Kılıç Hanesinin En Genç Oğlu Bölüm 622 - Fenrir Scans
Karanlık Mod?

Kılıç Hanesinin En Genç Oğlu Bölüm 622

Kılıç Hanesinin En Genç Oğlu novelini en güncel şekilde Fenrir Scansdan okuyun.

Kılıç Hanesinin En Genç Oğlu Novel Oku

C622

Bang!

Darbeyi aldıktan sonra Jin'in göğsüne kan sıçradı.

Jin, Boras dışındaki tüm Savaş Krallarına karşı savaşmıştı.

Teto ile olan savaş dışında tüm kavgalar kaotikti.

Çoğu zaman Jin, dövüş bittikten sonra bile rakiplerine saldırırdı.

İkinci turda Teto, Nata ve Garmund'a karşı, maçları kazanmasına rağmen sanki baş düşmanlarla karşı karşıyaymış gibi amansız kılıç ustalığı sergiledi.

Hatta teslim olma arzusunu dile getiren Rinpa'ya karşı kılıcını bile savurmuştu.

Diğer Efsanelerin söylediği gibi, eğer konuşmayı sürdürmeye çalışsaydı ya da sadece onun halefi olarak kabul edilmeyi isteseydi, kardeşleri bu dileğini kolayca yerine getirirdi.

Ancak bu yeterli değil.

“O halde kardeşim, kendine hakim ol ve savaşlara daha düşünerek yaklaş. Büyük Savaş Kralları Turnuvası'nın sonucu ve süreci ne olursa olsun, kardeşler seni şüphesiz eskisi gibi takdir edeceklerdir… Ama unutmayalım ki kardeşler de birer canlıdır. Küçük bir kırgınlık bile devam ederse, sonunda iltihaplanır.”
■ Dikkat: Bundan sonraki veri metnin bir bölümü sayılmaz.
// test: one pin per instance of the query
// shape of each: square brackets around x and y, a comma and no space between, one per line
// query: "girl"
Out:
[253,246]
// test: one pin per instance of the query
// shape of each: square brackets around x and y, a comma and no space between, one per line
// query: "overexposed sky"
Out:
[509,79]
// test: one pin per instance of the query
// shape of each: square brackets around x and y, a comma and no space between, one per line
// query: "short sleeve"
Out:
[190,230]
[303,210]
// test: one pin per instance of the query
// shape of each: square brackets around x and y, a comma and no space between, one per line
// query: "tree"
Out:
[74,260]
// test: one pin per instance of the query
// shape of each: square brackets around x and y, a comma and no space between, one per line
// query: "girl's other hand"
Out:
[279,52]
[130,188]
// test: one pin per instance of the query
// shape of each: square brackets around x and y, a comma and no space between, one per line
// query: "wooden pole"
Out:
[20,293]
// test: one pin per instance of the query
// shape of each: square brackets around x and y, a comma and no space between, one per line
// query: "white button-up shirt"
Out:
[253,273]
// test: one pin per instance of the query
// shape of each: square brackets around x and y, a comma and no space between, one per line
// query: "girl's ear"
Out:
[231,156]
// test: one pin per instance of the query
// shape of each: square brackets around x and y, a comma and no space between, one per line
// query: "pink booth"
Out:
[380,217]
Mutlak bir hükümdarın kayırmasına maruz kalan çocuklar kaçınılmaz olarak kardeşleri arasında zehirli bir kırgınlık bırakacaktır.

Jin bu gerçeği Rosa ve Joshua arasındaki ilişki sayesinde öğrendi.

Kabile elbette Runcandel'den farklı ama sonuçta onlar da birer canlı.

Jin her zaman kabileden aldığı ayrıcalıkların ve kayırmacılığın bir gün sorun haline gelebileceğini düşünmüştü.

Bugün Jin, herhangi bir potansiyel tehdidi iz bırakmadan yok edecekti.

Kaio'nun Savaş Kralı'nın mistik tekniği gibi, Baba'nın kılıcı da Savaş Tanrısı'nın kılıcına benziyordu. 'Ceza'nın Efsaneler Kralı'nın Hükümdarlığının Kılıcı ile pek çok benzerliği vardı.

Aynı zamanda Efsanelerin Kralının gerçek Hükümdarlığının Kılıcının ilk formundan çok daha güçlü bir dürtü gösterdi.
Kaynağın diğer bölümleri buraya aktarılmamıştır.